Friendships and relationships built on constant sacrifice from one side are neither healthy nor sustainable. The moment care turns into obligation, resentment begins to grow. True connection should never make you feel guilty for choosing yourself, nor should it punish you for saying no.

The danger of people-pleasing is that it convinces you that your value lies in how much you can give, do, or endure for others. But in reality, your value is not measured in sacrifices, it is measured in authenticity, respect, and balance.

To reclaim yourself, you must learn the courage of boundaries. Boundaries are not walls, they are doors that remind others where respect begins. Saying no is not unkind, it is necessary. Protecting your energy is not selfish, it is survival.

At the end of the day, the people who truly love and respect you will never demand what you cannot give. They will meet you with understanding, not expectation. And that is the difference between being used and being valued.

Now I choose to be valued, but most importantly to respect myself enough not to buy love or affection.
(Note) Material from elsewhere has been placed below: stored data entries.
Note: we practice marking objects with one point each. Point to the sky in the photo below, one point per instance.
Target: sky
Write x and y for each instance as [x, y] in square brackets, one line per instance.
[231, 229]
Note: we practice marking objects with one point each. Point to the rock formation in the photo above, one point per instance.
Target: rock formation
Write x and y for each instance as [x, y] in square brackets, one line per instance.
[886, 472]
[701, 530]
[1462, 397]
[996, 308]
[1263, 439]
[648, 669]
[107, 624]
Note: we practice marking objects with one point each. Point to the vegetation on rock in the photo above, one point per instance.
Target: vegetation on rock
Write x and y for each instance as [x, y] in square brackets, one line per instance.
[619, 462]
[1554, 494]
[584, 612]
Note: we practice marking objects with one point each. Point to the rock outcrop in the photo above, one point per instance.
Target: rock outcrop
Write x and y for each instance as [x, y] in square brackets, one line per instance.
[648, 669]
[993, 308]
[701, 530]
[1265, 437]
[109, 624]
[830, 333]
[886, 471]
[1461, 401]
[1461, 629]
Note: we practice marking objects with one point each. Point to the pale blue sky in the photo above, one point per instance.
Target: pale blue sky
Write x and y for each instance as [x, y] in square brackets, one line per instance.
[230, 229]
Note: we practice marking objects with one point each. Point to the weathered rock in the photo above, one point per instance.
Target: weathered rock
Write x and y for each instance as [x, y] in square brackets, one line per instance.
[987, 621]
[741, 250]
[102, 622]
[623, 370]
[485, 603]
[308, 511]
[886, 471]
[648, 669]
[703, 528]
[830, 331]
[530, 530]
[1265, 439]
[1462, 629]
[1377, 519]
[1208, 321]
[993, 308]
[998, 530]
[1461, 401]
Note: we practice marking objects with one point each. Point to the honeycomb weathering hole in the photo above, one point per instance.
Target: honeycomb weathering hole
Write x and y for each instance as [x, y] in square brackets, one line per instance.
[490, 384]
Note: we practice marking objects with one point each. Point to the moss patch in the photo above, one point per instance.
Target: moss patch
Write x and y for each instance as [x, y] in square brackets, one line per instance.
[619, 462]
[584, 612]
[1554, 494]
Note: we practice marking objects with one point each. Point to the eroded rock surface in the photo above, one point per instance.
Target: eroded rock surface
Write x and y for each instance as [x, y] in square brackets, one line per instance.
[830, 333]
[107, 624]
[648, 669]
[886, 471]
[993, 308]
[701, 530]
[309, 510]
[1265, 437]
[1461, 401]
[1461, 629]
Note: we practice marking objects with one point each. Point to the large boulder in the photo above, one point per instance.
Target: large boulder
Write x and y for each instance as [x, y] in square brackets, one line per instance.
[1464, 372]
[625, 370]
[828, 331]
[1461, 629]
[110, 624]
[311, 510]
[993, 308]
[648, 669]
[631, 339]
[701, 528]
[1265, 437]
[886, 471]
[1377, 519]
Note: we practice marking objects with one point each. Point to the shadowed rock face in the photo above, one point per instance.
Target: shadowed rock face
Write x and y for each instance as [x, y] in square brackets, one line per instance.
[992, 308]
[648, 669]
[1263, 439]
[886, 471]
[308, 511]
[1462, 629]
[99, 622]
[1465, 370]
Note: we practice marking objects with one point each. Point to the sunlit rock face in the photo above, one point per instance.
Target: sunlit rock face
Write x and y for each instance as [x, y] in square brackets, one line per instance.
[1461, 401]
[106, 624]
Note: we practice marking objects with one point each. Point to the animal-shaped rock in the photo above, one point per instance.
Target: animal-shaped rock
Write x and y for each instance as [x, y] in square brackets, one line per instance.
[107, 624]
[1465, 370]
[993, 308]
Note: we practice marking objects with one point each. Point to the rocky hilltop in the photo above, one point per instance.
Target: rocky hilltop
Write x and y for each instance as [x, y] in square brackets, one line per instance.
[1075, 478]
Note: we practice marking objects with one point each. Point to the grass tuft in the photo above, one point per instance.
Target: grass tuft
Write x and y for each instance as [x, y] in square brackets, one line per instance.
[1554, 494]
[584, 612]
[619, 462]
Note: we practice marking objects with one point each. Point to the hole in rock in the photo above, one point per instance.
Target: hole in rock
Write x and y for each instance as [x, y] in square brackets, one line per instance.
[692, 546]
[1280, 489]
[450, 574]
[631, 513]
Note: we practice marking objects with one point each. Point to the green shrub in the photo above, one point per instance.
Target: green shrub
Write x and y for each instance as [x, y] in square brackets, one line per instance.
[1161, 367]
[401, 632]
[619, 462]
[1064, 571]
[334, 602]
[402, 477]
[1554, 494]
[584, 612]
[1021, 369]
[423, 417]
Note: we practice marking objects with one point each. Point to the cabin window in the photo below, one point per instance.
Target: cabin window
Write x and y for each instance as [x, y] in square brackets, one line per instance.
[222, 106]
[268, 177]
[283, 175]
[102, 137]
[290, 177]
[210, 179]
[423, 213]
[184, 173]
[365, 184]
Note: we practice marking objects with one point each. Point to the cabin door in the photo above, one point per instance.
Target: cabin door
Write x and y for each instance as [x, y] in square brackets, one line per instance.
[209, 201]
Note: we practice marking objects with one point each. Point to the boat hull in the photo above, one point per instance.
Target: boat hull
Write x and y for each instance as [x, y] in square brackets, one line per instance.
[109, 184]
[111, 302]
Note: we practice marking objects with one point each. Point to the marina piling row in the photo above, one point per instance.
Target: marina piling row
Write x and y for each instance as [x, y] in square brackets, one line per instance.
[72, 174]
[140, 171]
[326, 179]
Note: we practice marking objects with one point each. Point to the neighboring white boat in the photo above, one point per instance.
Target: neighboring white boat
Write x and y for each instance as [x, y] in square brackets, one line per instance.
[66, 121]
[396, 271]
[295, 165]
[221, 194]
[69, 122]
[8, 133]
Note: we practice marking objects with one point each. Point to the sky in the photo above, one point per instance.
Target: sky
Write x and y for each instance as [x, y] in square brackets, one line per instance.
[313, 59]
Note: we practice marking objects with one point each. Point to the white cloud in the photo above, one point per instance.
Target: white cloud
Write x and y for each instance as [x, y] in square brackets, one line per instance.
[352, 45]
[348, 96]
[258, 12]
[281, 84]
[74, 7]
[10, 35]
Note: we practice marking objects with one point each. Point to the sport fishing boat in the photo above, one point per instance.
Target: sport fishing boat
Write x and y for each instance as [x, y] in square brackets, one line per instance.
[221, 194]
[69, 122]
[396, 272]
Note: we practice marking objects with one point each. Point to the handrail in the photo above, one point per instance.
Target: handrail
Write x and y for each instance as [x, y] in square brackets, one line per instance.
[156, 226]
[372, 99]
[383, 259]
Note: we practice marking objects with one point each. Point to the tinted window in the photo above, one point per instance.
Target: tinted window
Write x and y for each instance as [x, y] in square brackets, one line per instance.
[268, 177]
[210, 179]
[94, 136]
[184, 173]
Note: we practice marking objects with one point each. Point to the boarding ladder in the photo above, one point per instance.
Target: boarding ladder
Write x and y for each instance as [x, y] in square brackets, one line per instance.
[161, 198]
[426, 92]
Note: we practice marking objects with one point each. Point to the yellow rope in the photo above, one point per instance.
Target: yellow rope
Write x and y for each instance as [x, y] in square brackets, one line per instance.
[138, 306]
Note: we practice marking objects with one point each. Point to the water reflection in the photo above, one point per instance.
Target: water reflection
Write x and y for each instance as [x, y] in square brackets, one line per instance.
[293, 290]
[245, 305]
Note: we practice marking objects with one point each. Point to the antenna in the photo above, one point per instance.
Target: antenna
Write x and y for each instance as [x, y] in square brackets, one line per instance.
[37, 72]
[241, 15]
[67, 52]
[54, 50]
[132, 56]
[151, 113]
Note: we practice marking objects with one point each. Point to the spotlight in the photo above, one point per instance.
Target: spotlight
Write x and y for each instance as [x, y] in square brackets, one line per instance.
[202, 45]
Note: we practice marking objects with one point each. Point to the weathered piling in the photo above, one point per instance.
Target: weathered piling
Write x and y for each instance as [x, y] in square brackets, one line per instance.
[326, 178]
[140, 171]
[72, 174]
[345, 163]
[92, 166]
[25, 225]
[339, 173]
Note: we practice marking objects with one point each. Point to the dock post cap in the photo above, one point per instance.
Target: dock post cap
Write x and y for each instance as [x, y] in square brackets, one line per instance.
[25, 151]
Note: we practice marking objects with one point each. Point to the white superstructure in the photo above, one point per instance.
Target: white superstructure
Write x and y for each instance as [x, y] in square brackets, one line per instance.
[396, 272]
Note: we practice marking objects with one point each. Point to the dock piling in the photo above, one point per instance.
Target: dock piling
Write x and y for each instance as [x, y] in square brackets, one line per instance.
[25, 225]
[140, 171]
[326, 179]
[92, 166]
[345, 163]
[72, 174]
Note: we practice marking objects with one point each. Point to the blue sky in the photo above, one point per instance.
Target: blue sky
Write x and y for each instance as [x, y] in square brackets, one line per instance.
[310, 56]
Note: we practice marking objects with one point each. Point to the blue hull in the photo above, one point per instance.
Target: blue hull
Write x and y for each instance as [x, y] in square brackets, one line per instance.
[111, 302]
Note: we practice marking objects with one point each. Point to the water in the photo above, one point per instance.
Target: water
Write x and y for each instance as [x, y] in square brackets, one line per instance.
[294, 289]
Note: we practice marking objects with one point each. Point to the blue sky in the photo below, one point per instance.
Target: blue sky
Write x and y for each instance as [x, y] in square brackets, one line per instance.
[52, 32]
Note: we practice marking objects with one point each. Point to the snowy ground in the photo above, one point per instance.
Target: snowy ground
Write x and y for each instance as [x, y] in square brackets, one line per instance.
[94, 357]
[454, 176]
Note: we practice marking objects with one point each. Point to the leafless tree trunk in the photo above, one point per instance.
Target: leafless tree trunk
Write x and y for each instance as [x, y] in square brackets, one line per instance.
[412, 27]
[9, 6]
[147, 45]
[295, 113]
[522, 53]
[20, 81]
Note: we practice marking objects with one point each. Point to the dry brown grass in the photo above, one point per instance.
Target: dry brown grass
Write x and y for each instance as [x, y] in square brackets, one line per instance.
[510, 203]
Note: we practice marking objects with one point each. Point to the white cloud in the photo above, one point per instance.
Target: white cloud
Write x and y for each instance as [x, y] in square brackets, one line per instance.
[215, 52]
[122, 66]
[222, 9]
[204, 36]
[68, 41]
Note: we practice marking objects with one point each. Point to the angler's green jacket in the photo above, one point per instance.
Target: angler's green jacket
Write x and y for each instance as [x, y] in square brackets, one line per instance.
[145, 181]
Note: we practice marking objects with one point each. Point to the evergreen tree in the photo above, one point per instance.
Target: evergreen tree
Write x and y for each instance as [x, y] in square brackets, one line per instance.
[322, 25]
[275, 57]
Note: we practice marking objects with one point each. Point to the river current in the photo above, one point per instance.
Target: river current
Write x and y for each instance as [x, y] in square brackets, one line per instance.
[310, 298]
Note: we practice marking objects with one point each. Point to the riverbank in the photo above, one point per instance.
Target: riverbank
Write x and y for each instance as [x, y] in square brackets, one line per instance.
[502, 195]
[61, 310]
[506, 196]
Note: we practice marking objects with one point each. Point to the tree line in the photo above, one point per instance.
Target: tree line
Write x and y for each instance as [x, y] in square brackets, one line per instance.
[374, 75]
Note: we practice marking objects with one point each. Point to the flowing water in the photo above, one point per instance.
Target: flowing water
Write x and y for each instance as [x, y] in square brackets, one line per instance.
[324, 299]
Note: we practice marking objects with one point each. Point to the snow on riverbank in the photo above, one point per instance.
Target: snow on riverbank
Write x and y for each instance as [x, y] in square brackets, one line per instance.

The cost of giving too much..

There comes a point in life when giving ceases to be an act of kindness and becomes an act of self-destruction. I have learned this truth the hard way. I gave of myself endlessly, my time, my energy, my love, my resources, until I found myself drained emotionally, worn down physically, overwhelmed mentally, and even burdened materially.

The sad reality is that when you give too much, people begin to expect it. What was once appreciated becomes demanded. What was once seen as generosity turns into obligation. And slowly, without realizing it, you start losing yourself in the process of keeping everyone else whole.

But I am no longer willing to be diminished in the name of being “selfless.” I cannot pour from an empty cup, and I will not allow my own well-being to be sacrificed on the altar of others expectations.

This is not about selfishness, it is about survival. It is about choosing balance over burnout, boundaries over exhaustion, and peace over people-pleasing. I still believe in kindness, in giving, in love, but not at the cost of my own spirit, not anymore.

From here on, I choose to protect my heart, my health, and my sanity. Those who truly value me will understand, and those who do not were never worthy of all I gave in the first place.